Prioritizing recruitment and retention of women in the military involves favoring institutionalized daycare — or, far worse, abortion — to deal with the children of pregnancy. Parents make complex, private decisions about the care of their children. However, our nation’s government should not foster career structures that rely on institutionalized daycare for children. Again and again in its annual reports, DACOWITS has encouraged increasing funding for and access to daycare. Prioritizing recruitment and retention of women in the military comes at a cost not only to other priorities inside the military but also to our next generation of children and to women themselves.

Six Recommendations

As the Department of War now rethinks its policies regarding women in the military, here are six recommendations to continue Hegseth’s excellent new embrace of reality-based, mission-oriented policies — not only for the sake of our military, but also for our nation:

  1. End efforts to increase recruitment of women in ROTC and our military colleges. The four years of our civilian college system are already a postponement of marriage; ROTC and our military colleges lock young women into essentially eight years of unavailability precisely when young women are at their prime to marry, bear children, and have the energy to start a family. Similarly, the recruitment of young enlisted women poses similar problems. Not a ban, but just do not make this a priority.
  2. Keep women out of the draft.
  3. For women in the military with children, offer a “career pause” as a voluntary career deceleration in specialties where this is feasible.

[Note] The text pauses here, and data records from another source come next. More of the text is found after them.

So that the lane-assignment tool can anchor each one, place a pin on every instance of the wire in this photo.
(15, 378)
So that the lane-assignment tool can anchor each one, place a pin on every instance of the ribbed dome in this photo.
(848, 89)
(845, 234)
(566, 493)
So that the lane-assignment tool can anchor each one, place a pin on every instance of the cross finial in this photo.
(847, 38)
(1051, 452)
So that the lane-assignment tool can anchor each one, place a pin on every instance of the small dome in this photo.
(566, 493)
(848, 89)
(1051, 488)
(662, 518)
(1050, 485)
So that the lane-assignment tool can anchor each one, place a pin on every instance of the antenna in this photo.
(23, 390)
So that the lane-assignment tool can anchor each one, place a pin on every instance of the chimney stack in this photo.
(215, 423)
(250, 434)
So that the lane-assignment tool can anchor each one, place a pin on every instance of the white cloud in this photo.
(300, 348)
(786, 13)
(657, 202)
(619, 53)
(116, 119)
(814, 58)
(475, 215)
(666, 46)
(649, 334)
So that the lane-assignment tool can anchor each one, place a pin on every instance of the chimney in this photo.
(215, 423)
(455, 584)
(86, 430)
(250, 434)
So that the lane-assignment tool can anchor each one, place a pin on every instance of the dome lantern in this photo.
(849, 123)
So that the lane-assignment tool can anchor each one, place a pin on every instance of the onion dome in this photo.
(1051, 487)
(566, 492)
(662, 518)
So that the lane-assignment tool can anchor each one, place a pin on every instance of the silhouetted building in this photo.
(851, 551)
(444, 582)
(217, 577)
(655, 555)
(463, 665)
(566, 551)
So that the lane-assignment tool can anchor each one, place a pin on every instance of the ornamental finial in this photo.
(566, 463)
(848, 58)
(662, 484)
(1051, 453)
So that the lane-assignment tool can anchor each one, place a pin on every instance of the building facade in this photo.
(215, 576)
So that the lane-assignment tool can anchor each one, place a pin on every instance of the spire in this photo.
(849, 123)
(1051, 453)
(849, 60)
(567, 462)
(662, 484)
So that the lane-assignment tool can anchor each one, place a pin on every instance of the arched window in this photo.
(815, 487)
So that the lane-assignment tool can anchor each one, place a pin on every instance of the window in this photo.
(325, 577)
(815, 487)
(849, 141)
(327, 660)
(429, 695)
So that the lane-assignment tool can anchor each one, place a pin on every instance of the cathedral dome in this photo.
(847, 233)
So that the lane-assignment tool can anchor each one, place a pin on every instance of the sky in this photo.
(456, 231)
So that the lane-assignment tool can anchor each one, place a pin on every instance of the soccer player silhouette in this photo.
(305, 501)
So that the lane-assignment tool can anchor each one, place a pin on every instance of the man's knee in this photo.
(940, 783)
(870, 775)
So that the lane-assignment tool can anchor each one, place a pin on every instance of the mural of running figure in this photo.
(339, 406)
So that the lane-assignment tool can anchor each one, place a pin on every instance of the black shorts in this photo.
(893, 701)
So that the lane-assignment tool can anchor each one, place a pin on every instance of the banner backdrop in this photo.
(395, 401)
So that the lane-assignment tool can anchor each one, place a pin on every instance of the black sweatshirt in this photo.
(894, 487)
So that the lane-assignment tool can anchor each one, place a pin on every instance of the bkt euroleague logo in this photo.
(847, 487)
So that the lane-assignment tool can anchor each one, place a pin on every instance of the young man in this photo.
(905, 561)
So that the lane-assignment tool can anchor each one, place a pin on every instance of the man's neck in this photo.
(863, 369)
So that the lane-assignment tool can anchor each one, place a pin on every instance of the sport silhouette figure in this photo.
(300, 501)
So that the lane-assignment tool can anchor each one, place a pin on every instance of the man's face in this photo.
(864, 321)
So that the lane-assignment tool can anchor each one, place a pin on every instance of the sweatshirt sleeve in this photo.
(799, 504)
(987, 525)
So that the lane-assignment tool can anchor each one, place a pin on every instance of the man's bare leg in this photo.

It would involve accepting a loss of pay and fewer women in the higher ranks (not leapfrogging over those who do not pause). Moreover, it could encourage raising children instead of aborting them.
  4. Continue to allow some Special Forces units to remain all-male.
  5. Allow leaders in close-quarter situations, such as submarines, to opt for all-male crews.
  6. “Try not to be an idiot.” This was a guiding principle of a group I was part of in the Office of the Secretary of Defense (great leaders have a sense of humor). For rethinking women in the military, it means do not rush from harmful feminist policies to some fantasy vision of an all-male military; instead, establish sensible guidelines and start with some smaller experiments. Accept that alongside general patterns of male and female, there will be exceptions. Remember that not every woman will become a mother, and caring for children is a stage of life, not the entirety of it.

After September 11, 2001, I worked as a civilian for the U.S. military for seven years, primarily for the Defense Intelligence Agency. I later taught part-time at the U.S. Army War College. I loved this work. Women were among my most competent colleagues. Some made vital contributions, such as the top interrogator on the team I supervised at Guantanamo Bay. When women are available and competent to serve, welcome them. But do not break the military to chase after feminist illusions. America needs a military whose priorities are to deter and defeat our adversaries.